The Indian Express investigation of a wider list of Indian names in a global list of account holders and their balances for 2006-07 with the HSBC’s Swiss private banking arm, brings confirmation that when it comes to dodging tax or stashing away wealth, it is public figures who are in the lead. The Swiss leaks, which show 1,195 Indian clients of HSBC — almost double the 628 names the French government handed over to India in 2011 — feature top businessmen, diamond traders, NRIs and a few political families in India and show a balance of Rs 25,420 crore. As the probe carried out by this paper, in partnership with the Washington-based International Consortium of Investigative Journalists and the Paris-based Le Monde shows, globally, the total balances are over $ 100 billion spread across 200 countries. The fresh revelations put more pressure on the Narendra Modi government to deliver on its poll promise of bringing back illegal wealth stashed abroad.
Finance Minister Arun Jaitley has said that the new names in the HSBC list will be probed. The minister’s response is welcome. The special investigation team appointed by the Supreme Court must take note and widen the scope of its probe into black money. Jaitley has also said that mere names aren’t enough and hard evidence would have to be furnished to punish tax dodgers. That’s why India needs to step up its efforts to clamp down on tax evasion and banking secrecy. Globally, such efforts have been ramped up, especially in the backdrop of sluggish growth forcing governments to cut welfare spending. The US has forced some top Swiss banks to provide data on American clients and fined them for aiding tax evasion. A new law — the Foreign Tax Compliance Act — puts the burden on foreign institutions to report American account holders or pay a 30 per cent withholding tax on their investments in the US. Other countries, including Britain and the EU, are tightening regulatory and other requirements to combat tax evasion.

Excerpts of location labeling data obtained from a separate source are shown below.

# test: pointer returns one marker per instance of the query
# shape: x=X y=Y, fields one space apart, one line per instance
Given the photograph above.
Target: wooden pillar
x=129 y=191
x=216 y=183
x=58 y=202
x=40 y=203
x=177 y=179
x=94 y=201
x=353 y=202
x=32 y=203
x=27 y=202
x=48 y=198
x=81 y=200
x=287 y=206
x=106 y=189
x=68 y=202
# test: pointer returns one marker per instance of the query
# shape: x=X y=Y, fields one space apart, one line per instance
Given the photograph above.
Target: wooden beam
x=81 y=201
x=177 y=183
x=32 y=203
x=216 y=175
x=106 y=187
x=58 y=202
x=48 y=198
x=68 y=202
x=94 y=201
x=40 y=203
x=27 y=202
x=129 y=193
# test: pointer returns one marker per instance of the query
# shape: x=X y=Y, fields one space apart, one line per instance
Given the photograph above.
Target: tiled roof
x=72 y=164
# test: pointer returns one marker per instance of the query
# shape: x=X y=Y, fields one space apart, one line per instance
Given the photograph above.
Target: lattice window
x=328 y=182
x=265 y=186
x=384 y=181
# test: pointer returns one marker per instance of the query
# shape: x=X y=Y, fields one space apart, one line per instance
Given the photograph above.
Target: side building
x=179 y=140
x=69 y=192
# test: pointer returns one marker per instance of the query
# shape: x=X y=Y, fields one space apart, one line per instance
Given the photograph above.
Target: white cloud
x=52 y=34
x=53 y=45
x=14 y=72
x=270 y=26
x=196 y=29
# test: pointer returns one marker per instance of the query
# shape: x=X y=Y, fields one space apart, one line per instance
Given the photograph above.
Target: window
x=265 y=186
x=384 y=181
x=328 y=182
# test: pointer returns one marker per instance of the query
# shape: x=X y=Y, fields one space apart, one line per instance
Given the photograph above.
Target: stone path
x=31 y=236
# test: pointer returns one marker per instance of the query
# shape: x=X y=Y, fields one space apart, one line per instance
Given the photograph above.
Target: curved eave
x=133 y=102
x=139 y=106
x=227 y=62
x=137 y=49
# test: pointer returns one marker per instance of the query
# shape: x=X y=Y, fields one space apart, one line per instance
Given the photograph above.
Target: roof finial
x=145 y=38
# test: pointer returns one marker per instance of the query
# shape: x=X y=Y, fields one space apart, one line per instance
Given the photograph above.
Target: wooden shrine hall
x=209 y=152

India must proactively sign agreements for automatic exchange of information on financial accounts maintained by Indians abroad. Along with joining the global effort to squeeze tax dodgers, the government should make it easier for India’s entrepreneurs to do business. What will help most is a stable and simple tax regime and a clear sunset clause for eliminating the special tax dispensation for investments flowing from Mauritius — a route used by many businessmen to rob the country of its legitimate tax revenue.